Bitcoin’s growth in value since July
While current cryptocurrency stocks are operating at peak performance, the future value of such currencies remains highly uncertain. Some analysts are projecting growth, while others have asserted the currencies are doomed to crash. For example, MarketWatch recently reported on a high correlation between price fluctuation of bitcoin and the Google search activity for the term “bitcoin,” suggesting the possibility of a bubble.
One of the biggest concerns is the future utilization of such a currency and creation of a new monetary system. Like the U.S. dollar, the value of cryptocurrency will ultimately depend on people’s trust of and access to the currency. The value of currency, after all, lies in its utility.
The emergence of new, self-regulated blockchain technologies also presents many questions about government’s role in the monetary system.
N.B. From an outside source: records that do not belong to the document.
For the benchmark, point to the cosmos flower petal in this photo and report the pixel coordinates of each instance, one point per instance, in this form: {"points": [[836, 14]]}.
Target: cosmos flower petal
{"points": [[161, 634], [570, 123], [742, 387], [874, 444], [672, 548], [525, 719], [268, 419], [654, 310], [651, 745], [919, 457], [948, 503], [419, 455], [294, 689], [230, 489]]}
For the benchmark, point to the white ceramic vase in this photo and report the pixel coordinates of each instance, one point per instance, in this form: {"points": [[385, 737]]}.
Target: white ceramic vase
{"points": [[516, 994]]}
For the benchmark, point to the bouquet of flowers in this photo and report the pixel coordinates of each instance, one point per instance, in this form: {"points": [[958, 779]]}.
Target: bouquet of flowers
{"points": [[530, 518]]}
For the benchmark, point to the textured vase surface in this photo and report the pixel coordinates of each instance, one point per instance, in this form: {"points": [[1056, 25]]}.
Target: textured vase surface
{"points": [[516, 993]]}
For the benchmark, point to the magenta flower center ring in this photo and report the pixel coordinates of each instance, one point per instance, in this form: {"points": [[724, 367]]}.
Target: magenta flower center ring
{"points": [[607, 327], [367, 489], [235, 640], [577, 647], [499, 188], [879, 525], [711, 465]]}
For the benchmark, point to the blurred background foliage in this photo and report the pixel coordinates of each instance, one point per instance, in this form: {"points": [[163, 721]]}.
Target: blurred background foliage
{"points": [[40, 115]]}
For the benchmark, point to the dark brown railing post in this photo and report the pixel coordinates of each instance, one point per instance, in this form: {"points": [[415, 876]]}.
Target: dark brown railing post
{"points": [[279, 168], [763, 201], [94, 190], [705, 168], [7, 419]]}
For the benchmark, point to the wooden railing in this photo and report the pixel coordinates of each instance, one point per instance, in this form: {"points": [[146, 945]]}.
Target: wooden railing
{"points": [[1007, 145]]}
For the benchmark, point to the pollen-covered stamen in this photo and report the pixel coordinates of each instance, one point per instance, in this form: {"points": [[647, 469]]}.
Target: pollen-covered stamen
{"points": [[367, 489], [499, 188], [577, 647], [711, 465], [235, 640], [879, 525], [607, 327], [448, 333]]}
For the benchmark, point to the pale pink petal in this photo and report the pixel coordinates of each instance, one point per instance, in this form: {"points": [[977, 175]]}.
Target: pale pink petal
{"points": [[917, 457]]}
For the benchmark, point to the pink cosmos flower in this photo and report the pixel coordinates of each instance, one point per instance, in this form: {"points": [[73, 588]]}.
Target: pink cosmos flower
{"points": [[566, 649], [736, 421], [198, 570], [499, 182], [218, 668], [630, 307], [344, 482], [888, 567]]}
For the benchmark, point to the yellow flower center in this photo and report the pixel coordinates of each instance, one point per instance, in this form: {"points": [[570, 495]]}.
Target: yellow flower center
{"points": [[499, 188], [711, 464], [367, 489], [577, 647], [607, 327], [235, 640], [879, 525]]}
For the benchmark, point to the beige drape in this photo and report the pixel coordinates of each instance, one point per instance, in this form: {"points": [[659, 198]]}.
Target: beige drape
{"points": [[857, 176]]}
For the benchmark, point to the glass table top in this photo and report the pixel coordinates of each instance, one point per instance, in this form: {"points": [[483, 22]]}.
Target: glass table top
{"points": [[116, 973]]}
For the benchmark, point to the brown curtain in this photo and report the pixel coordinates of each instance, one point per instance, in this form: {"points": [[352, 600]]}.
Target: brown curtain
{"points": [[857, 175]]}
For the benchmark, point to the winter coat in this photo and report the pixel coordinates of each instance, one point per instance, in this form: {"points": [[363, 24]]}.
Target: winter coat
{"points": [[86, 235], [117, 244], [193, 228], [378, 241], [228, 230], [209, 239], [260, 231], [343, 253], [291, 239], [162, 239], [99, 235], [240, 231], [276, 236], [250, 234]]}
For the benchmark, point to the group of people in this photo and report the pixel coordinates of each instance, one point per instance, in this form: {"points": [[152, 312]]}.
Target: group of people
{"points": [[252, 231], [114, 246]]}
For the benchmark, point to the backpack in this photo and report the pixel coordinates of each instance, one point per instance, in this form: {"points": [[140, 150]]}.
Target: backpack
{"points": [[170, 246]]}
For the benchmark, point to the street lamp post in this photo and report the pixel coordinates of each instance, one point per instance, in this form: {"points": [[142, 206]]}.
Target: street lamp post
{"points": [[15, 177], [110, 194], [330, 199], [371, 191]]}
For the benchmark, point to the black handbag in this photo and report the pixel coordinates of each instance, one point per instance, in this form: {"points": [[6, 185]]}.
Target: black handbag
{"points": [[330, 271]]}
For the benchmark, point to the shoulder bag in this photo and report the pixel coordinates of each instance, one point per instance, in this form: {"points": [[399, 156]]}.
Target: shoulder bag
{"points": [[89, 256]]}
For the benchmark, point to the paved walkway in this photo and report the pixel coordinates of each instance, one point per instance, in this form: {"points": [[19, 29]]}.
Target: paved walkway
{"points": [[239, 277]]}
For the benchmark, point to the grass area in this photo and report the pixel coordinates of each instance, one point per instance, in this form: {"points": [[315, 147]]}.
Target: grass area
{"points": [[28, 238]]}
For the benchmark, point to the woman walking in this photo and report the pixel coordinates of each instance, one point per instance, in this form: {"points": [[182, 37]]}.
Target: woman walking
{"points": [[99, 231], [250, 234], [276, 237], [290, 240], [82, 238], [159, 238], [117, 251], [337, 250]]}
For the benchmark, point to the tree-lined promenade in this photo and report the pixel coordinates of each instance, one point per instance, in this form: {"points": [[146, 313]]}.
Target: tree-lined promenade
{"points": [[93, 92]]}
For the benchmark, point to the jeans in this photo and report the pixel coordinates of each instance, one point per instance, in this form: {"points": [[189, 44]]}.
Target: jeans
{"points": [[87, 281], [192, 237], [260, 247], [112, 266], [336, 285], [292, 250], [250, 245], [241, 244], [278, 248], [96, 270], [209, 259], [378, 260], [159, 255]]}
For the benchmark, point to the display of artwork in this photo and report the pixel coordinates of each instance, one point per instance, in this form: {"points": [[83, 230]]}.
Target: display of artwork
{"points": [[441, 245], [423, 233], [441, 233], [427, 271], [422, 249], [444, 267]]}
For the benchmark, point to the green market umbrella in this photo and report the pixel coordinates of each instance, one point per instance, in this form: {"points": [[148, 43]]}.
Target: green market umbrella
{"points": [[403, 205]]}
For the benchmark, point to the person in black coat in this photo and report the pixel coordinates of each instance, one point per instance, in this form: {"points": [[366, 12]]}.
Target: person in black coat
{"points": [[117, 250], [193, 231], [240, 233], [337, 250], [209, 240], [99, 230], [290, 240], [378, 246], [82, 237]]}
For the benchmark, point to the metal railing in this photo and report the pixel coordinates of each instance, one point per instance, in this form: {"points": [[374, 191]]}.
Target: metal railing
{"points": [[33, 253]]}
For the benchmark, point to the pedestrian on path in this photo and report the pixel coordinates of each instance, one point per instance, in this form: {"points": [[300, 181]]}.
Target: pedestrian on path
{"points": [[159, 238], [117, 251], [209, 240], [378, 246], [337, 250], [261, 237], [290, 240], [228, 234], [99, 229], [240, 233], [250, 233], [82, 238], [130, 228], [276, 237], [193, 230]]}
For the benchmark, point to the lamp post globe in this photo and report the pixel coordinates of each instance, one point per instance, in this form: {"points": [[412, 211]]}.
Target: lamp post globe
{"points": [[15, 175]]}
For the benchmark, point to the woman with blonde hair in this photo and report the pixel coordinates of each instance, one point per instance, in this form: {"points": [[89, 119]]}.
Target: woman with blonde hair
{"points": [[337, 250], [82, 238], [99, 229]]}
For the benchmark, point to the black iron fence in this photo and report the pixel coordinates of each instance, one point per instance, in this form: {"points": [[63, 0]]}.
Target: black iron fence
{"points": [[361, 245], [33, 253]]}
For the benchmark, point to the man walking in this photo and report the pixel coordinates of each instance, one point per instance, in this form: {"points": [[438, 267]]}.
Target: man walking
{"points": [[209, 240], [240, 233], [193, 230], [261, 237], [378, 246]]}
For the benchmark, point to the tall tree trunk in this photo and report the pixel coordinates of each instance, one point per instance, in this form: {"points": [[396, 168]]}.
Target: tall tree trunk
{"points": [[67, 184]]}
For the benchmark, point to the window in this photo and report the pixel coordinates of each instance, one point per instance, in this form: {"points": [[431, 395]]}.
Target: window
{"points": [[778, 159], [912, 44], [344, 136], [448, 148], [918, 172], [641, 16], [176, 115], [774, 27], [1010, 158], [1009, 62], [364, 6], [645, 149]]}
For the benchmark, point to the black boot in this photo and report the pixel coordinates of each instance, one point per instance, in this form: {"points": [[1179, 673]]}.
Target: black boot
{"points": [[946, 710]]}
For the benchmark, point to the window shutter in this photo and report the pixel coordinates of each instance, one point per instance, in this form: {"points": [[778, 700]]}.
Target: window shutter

This notion perhaps led Jamie Dimon, CEO of JP Morgan Chase, to speculate that bitcoin is a “fraud,” because of the many questions cryptocurrencies elicit when it comes to state oversight and regulation.
Whatever cryptocurrency’s fate, the phenomenon will continue to remain in the public conversation. For example, Fortune recently announced the launch of their new franchise called The Ledger, which will cover fintech-related content. At the center of coverage are cryptocurrencies and blockchain technologies.
If you’re like us and interested in both finance and technology, cryptocurrency is very much worth keeping an eye on. While such currencies contain high volatility, with high risk also comes high reward. Upon researching the concept and blockchain potential, I took a risk by investing in one bitcoin when its value was roughly $2,600. So far, that risk seems to be paying off, yet I remain highly cautious, given that the concept of cryptocurrency could tank as quickly as its value has risen. Regardless, I’m excited to continue monitoring my investment and seeing where cryptocurrencies go next.